Ich hasste es, wie er mich in diesem Moment musterte. Einmal von oben nach unten und wieder zurück, wie ein Stück Vieh, das vor seinem Schlachter stand.

»Ein Ausflug in das Orgasmic-Land würde dir sicher auch mal guttun.« Dann zwinkerte er mir zu, nicht ohne dieses freche Grinsen auf den Lippen. Welches er immer aufsetzte, wenn er solch anzügliche Dinge von sich gab.

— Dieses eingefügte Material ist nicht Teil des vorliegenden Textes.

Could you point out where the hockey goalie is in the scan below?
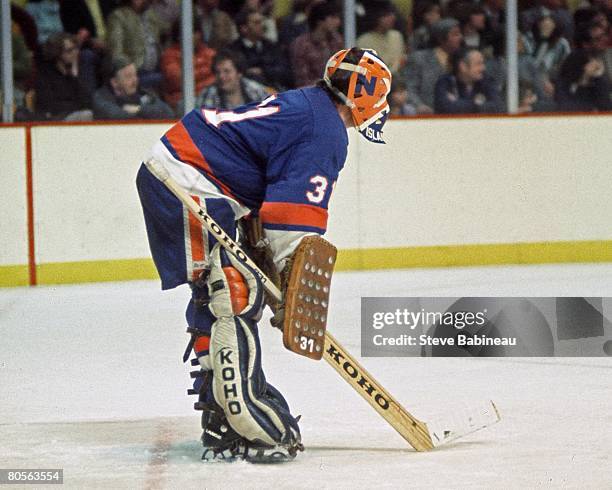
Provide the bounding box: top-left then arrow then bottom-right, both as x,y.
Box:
137,48 -> 391,463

»Wenn du willst, dass ich dir vor die Füße kotze, mach ruhig weiter.« Mir blieb nicht viel übrig, als die Augen zu rollen und ihn erneut mit einem kühlen Blick zu bedenken. Auch wenn es nichts ändern würde. Es war ein bisschen wie die Unendliche Geschichte. Dieser Idiot machte mich wahnsinnig.

»Also sehen wir uns bei Tony.« Er klopfte mir auf die Schulter und lief weiter. Drehte sich allerdings noch einmal zu mir herum und biss sich vielsagend auf die Unterlippe. »Und vielleicht schaffst du es ja in was kleines schwarzes, da steh ich drauf.«

Ich hasste ihn wirklich.

»Zieh Leine und such jemanden der auf diese Scheiße steht.« Ohne weiter nachzudenken, streckte ich ihm meinen Mittelfinger entgegen. Warum musste er immer mich so auf die Palme bringen? Konnte er sich nicht endlich ein neues Opfer suchen?

»Du weißt aber schon, dass du ihn provozierst?« Rick, der den Kopf schief gelegt hatte, sah mich nun mahnend an. Ich konnte nicht mal zählen, wie oft meine Freunde und all die anderen solche Gespräche mitbekamen. Auf dem Flur, auf Partys, er ließ keine Gelegenheit aus.

»Ich weiß auch nicht, was mit dem nicht stimmt. Aber vielleicht ist er zu Hohl zu merken, dass er mir egal ist.«

»Vielleicht neigst du dafür aber auch zu sehr dazu, auf seine Worte mit Taten zu reagieren. Vielleicht solltest du doch mal mit ihm schlafen. So wie er es macht und ihn dann eiskalt fallen lassen.«

»Rick!«

»Man wird ja mal einen Vorschlag machen dürfen«, lachte Rick und deutete mir an, das wir weitergehen sollten.

»Da du nun ein Date hast, werden wir also doch das Taxi von der Party heimnehmen«, setzte Rick noch einen obendrauf. Ich stieß ihn unsanft in die Seite und schenkte ihm meinen geübten Todesblick.

»Mach nur so weiter und du wirst da gar nicht mehr hingehen, weil ich dich vom Dach geschubst habe.«

»Ist ja gut.« Er hob abwehrend die Hände.